L'opération de police qui a abouti jeudi dernier à l'arrestation de huit suspects de terrorisme, dont trois à Genève, visait notamment des vétérans de la guerre sainte (djihad) en Afghanistan, a expliqué au Temps l'une des rares personnes à avoir été informées à l'avance de l'opération. Selon cette source, certains des suspects auraient aidé les auteurs des attentats-suicides qui ont fait 35 morts à Riyad, le 12 mai dernier, à se rendre d'Afghanistan en Arabie saoudite.

«Les terroristes ne pouvaient voyager directement en Arabie saoudite depuis l'Afghanistan, car ils auraient été repérés par les services de sécurité saoudiens», ajoute ce fonctionnaire, qui souhaite ne pas être identifié. Pour cette raison, ils auraient transité par la Suisse afin d'y recevoir de faux papiers leur permettant de se rendre à Riyad sans attirer l'attention. «Certaines des personnes arrêtées connaissaient les terroristes parce qu'elles-mêmes ont vécu en Afghanistan. Elles sont soupçonnées d'avoir su que des attentats étaient en préparation», précise cette source. L'Afghanistan a servi de base à l'organisation Al-Qaida depuis sa création en 1988 jusqu'au renversement du régime des talibans par les forces occidentales et les troupes de l'Alliance du Nord, fin 2001. Des milliers de «djihadistes» venus de tout le monde musulman y ont été entraînés dans les camps tenus par Al-Qaida.
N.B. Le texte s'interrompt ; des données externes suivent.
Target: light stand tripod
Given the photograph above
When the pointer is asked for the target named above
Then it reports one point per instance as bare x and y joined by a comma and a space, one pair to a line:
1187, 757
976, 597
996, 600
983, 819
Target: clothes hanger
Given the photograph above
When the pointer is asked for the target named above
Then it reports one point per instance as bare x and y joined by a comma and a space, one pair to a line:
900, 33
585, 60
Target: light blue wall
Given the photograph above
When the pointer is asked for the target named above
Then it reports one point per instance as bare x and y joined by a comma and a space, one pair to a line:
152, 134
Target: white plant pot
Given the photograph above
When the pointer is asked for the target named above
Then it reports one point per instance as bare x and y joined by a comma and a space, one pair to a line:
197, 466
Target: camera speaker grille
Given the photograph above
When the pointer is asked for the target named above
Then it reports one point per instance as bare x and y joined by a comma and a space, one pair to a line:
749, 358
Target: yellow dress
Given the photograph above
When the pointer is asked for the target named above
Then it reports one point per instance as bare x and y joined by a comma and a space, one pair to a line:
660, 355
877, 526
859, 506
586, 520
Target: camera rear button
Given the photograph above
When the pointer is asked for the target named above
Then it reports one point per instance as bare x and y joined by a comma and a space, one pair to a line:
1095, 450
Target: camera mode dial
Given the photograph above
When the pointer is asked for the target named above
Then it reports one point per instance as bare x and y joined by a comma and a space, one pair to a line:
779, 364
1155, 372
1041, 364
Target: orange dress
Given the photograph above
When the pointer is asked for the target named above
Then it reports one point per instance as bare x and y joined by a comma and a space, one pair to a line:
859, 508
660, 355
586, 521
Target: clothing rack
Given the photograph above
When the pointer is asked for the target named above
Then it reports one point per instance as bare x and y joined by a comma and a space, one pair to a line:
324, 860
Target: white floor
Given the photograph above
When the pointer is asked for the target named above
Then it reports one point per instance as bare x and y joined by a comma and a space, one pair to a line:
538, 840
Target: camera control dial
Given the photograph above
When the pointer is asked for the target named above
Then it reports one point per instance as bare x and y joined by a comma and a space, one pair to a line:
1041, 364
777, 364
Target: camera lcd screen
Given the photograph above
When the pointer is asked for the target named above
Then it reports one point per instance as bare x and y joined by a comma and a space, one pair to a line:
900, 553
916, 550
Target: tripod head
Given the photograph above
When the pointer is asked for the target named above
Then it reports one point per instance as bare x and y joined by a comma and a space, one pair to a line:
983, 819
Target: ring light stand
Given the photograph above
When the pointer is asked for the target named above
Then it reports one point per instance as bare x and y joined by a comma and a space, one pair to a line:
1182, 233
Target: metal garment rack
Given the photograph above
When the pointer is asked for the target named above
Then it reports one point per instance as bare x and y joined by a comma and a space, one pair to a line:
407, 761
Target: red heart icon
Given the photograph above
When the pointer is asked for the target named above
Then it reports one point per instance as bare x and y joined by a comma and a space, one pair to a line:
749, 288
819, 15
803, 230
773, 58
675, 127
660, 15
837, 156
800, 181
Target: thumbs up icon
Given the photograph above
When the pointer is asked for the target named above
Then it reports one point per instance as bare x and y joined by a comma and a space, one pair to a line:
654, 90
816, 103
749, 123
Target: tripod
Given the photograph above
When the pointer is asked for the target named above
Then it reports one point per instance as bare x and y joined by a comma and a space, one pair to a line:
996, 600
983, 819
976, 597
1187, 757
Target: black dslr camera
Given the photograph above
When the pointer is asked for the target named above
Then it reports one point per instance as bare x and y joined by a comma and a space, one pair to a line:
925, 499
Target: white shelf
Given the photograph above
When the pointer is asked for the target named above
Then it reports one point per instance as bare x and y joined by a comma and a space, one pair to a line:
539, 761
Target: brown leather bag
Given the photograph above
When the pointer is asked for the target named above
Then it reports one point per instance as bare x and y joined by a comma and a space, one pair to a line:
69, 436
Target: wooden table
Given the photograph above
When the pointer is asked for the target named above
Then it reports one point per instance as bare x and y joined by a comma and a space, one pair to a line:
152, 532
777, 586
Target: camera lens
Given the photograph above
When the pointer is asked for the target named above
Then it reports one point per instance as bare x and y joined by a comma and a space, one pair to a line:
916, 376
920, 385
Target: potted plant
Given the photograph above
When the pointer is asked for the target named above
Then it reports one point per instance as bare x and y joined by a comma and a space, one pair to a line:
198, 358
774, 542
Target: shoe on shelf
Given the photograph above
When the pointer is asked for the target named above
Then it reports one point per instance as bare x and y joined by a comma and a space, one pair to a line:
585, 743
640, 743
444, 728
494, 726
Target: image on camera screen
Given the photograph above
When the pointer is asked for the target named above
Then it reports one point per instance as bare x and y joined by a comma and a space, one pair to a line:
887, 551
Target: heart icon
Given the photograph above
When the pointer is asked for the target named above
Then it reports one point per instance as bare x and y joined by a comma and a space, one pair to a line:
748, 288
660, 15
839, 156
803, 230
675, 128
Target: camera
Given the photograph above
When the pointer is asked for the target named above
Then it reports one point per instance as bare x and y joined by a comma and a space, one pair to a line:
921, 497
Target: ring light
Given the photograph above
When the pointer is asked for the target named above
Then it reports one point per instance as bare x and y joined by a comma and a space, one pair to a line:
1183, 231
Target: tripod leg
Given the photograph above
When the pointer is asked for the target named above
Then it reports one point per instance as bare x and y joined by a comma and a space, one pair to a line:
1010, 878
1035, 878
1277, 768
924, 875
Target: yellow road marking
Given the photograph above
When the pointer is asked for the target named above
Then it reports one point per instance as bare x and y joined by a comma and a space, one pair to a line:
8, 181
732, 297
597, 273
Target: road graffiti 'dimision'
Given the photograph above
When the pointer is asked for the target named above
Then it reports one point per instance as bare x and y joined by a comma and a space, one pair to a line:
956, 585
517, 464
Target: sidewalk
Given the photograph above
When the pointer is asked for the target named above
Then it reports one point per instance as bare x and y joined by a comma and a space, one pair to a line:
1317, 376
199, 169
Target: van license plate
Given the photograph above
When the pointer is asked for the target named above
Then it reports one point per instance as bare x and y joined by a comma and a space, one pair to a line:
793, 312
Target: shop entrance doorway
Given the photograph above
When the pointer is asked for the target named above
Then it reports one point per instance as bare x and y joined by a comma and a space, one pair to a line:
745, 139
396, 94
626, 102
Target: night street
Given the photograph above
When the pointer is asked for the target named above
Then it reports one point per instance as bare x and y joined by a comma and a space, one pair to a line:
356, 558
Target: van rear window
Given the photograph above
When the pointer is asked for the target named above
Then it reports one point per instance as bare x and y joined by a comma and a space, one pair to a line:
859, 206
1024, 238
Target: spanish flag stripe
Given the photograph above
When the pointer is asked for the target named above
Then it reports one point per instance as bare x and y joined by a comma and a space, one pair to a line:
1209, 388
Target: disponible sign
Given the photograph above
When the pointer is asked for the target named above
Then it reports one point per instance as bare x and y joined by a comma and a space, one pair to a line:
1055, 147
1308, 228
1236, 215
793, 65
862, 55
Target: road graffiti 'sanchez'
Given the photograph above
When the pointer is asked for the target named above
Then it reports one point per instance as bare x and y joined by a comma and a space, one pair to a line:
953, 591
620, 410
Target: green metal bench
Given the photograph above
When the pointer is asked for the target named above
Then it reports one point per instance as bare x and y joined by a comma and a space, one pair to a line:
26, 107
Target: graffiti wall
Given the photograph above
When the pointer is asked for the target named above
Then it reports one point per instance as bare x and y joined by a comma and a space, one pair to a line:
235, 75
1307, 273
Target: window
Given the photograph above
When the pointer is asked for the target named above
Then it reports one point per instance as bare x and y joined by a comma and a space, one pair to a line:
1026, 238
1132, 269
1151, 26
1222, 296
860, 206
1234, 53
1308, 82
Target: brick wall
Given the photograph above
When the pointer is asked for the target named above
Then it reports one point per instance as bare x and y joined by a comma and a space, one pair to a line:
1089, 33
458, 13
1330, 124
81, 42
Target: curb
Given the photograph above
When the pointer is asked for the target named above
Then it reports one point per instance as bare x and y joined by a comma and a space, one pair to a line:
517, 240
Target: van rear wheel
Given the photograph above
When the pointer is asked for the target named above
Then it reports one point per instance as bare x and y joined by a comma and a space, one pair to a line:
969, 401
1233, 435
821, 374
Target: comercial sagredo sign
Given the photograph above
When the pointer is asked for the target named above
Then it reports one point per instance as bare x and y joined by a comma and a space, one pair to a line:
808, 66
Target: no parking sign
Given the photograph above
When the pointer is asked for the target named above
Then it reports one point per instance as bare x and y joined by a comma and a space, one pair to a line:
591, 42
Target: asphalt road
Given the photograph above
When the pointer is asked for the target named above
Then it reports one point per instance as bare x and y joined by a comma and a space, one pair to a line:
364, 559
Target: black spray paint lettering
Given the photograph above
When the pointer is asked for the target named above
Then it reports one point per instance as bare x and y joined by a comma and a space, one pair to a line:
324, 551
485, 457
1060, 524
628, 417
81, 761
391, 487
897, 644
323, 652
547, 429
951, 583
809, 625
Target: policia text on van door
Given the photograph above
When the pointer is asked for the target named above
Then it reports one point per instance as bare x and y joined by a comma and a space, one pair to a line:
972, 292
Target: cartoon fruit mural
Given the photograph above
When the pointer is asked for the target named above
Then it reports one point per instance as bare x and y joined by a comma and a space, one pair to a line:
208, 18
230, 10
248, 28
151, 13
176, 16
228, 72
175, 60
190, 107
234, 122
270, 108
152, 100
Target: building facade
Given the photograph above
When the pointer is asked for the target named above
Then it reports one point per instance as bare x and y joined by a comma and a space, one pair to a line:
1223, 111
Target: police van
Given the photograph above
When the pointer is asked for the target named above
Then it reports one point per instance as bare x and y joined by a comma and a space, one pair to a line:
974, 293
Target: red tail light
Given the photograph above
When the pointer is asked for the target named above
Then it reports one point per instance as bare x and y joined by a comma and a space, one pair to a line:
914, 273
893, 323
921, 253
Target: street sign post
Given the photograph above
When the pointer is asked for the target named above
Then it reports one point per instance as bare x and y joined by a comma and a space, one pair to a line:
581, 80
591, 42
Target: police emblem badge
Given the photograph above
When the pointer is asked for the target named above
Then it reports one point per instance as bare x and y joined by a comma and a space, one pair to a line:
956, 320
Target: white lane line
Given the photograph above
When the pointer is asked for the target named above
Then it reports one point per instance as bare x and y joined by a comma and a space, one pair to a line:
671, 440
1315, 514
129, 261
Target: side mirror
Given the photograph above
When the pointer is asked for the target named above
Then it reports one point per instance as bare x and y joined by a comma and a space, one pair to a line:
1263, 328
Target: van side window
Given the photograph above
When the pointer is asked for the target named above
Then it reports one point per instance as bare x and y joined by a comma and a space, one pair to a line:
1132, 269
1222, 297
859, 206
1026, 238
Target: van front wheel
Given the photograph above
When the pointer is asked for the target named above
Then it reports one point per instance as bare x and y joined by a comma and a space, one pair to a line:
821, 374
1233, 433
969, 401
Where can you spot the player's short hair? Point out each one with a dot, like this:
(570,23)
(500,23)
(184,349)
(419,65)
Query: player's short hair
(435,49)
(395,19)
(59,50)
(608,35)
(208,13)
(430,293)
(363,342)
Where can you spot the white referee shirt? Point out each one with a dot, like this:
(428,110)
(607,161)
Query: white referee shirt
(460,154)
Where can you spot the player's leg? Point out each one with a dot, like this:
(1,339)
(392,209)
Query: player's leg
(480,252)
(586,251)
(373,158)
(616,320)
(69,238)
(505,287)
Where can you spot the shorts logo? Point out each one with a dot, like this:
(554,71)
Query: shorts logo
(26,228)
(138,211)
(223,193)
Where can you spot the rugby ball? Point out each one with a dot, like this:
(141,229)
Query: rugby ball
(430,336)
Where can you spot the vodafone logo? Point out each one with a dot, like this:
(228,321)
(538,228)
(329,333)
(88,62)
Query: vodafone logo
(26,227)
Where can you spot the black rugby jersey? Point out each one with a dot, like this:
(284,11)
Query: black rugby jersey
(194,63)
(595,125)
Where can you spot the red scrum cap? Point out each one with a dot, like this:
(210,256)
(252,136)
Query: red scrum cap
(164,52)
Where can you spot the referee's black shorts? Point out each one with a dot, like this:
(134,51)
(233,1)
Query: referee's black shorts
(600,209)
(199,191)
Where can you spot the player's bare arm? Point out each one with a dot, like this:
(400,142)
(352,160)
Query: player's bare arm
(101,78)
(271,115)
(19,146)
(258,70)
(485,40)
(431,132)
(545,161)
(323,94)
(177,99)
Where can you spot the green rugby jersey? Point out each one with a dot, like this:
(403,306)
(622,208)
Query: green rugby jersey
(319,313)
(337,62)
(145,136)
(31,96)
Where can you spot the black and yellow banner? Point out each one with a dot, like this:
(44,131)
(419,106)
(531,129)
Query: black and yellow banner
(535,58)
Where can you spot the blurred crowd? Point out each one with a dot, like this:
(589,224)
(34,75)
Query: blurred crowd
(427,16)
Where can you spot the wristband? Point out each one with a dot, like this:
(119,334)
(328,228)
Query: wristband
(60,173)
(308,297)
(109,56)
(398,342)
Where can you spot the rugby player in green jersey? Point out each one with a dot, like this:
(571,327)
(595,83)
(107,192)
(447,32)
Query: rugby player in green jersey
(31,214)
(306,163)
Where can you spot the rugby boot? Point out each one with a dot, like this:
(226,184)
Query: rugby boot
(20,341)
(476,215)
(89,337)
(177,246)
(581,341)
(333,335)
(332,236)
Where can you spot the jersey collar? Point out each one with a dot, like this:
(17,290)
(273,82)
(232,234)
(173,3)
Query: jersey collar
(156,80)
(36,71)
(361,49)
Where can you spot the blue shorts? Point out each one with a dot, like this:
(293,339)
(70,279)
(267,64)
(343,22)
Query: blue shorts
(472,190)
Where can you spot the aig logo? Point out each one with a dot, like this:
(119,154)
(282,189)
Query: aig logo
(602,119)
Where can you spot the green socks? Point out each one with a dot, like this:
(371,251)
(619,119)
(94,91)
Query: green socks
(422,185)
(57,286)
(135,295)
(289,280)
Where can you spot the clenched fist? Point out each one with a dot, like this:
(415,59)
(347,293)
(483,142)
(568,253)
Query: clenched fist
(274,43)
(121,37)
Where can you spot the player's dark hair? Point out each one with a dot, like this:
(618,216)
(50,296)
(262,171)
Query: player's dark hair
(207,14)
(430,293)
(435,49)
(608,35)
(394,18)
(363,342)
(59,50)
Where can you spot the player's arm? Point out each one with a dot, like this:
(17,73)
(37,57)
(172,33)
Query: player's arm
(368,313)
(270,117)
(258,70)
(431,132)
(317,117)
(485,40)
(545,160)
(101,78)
Le Ministère public de la Confédération, en charge de l'enquête, n'a pas souhaité commenter ces informations. Selon sa porte-parole Andrea Sadecky, les huit suspects sont toujours interrogés par les enquêteurs, mais leur lieu de détention est tenu secret. Un policier qui a participé aux perquisitions du 8 décembre indique que de nombreux documents en arabe ont été saisis. «Le code de procédure pénale fédérale permet de détenir les suspects au moins jusqu'à ce que ces documents aient été analysés», précise ce policier.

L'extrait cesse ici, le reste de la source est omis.